A Quick Guide to Polling: Part 4
Do it yourself polling = Campaign Malpractice
Week one we went over some basic polling terms: Read Part 1 here. Week two was Benchmark and Tracking polls: Read Part 2 here. Last week we covered how to hire a pollster: Read Part 3 here. This week we cover why do it yourself polling is campaign malpractice.
So, now that you understand the basics of polling, why can’t you do it yourself? Here are several reasons.
First, there is an art to developing a reliable polling model that takes a lot of work and years of experience to be good at. If you aren’t polling people who are going to vote, the information you get is useless.
Second, although you will have input into what topics the questions will be there is a science to writing questions that will give you reliable results. Polling language needs to be carefully crafted.
Third, you want an experienced call center team to do your calls. Improperly trained (or untrained) callers can have a huge impact on your results.
Finally, pollsters use specialized software to crunch your numbers and come up with your results. You can’t simply plug a benchmark poll into an Excel spread sheet and expect to get useful data.
Two quick stories:
Several years ago I had a potential client tell me during a meeting in his office that the campaign had a poll in the field at that moment. Who was doing the poll? He took me to the back room of his office and showed me three teenagers making calls. How had they selected who they were calling? He said, “I gave the interns phone books and to them to randomly call people from the books.”
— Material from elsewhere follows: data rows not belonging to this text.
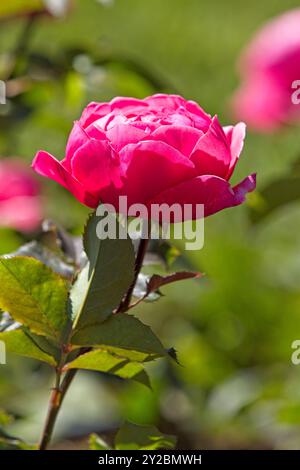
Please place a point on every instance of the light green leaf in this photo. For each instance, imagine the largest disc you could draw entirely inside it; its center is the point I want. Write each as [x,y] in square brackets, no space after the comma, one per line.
[133,437]
[18,342]
[96,443]
[121,331]
[21,7]
[33,295]
[104,361]
[102,284]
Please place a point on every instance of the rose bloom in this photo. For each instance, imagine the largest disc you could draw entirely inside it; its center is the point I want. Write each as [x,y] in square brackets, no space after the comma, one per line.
[269,66]
[20,201]
[162,149]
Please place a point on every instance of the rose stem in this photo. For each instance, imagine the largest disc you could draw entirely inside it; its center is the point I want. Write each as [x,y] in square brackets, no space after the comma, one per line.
[138,266]
[61,387]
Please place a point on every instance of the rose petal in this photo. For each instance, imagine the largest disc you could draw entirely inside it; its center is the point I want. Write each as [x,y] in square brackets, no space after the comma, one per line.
[47,165]
[152,166]
[182,138]
[77,138]
[235,135]
[211,154]
[21,213]
[92,112]
[124,134]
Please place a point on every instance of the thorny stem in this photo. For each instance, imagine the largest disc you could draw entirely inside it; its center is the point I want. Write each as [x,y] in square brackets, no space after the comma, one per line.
[62,385]
[124,305]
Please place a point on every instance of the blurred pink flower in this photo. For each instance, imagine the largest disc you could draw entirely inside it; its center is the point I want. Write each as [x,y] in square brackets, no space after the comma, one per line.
[162,149]
[20,202]
[269,66]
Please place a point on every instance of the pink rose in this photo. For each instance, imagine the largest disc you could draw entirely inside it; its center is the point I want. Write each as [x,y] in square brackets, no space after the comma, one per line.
[20,202]
[162,149]
[269,66]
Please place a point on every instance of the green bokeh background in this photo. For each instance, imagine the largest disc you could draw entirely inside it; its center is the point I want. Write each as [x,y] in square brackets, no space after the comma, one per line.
[236,386]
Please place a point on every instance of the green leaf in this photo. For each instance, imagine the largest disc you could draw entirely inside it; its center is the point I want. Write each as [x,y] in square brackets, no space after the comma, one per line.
[133,437]
[8,442]
[21,7]
[121,331]
[140,290]
[147,287]
[104,361]
[34,295]
[18,342]
[102,284]
[36,250]
[96,443]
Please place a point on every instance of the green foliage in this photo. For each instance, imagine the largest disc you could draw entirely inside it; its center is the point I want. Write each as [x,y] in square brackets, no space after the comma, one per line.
[104,361]
[121,331]
[34,295]
[21,7]
[96,443]
[134,437]
[104,281]
[18,342]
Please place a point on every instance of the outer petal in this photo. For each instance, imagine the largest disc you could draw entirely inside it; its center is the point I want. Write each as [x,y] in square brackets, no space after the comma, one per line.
[96,166]
[124,134]
[161,101]
[77,138]
[46,165]
[214,192]
[125,104]
[211,154]
[182,138]
[235,135]
[94,111]
[151,167]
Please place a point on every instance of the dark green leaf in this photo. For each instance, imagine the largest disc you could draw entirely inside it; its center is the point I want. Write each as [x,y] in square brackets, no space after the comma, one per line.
[33,295]
[147,286]
[104,281]
[121,331]
[18,342]
[96,443]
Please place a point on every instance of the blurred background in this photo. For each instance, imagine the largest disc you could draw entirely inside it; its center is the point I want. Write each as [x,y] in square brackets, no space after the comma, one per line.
[236,386]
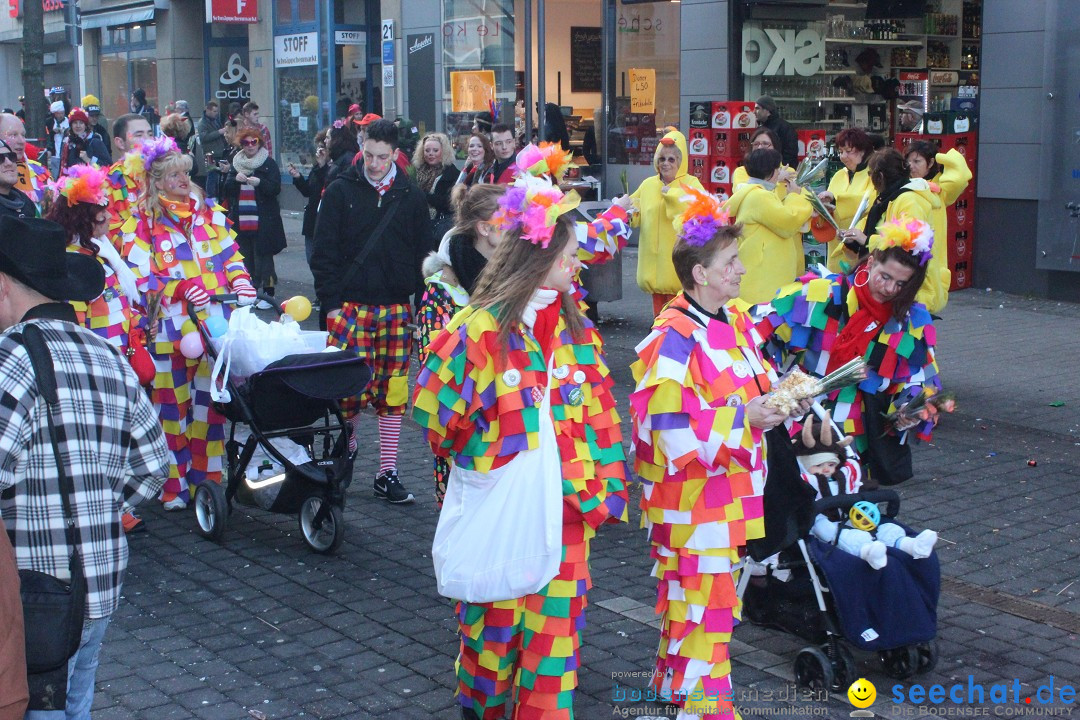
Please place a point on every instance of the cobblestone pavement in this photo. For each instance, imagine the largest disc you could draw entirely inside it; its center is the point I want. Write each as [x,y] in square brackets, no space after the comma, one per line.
[260,627]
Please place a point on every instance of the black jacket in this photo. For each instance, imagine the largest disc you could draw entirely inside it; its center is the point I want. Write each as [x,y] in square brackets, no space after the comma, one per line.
[21,200]
[440,195]
[350,211]
[312,189]
[270,239]
[788,139]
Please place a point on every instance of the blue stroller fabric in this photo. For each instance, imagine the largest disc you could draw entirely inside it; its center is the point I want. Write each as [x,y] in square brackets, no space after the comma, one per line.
[881,609]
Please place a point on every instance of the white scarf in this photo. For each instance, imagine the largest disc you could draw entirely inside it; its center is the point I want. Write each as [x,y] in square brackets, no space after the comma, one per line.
[541,299]
[120,269]
[247,165]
I decided right then and there I wanted no part of that campaign. He sent me an e-mail that night saying the poll show them up by 31 points and that they would win easily in the fall. They lost by 17 points and only spent about 1/3 of the money they had raised.
In a more recent campaign cycle I was polling in a community I was familiar with, using a pollster who had polled there many times before. The pollster called the first night we were in the field telling me it was going to take longer than he thought, because our response rate was so low. He went on to tell me that they were getting a lot of hang ups, and several of the people they had called had told them they were polled by someone the week before and that the callers were so rude they would never agree to be polled again.
Through the grapevine I found out that a candidate in another race had poll the week before us. He had some friends make his calls. He was also telling people that his poll showed he would win easily. He lost by less than 100 votes.
In the first instance, the campaign was run so badly a reliable poll probably wouldn’t have helped, but in the second instance a good poll would have almost certainly have effected the outcome.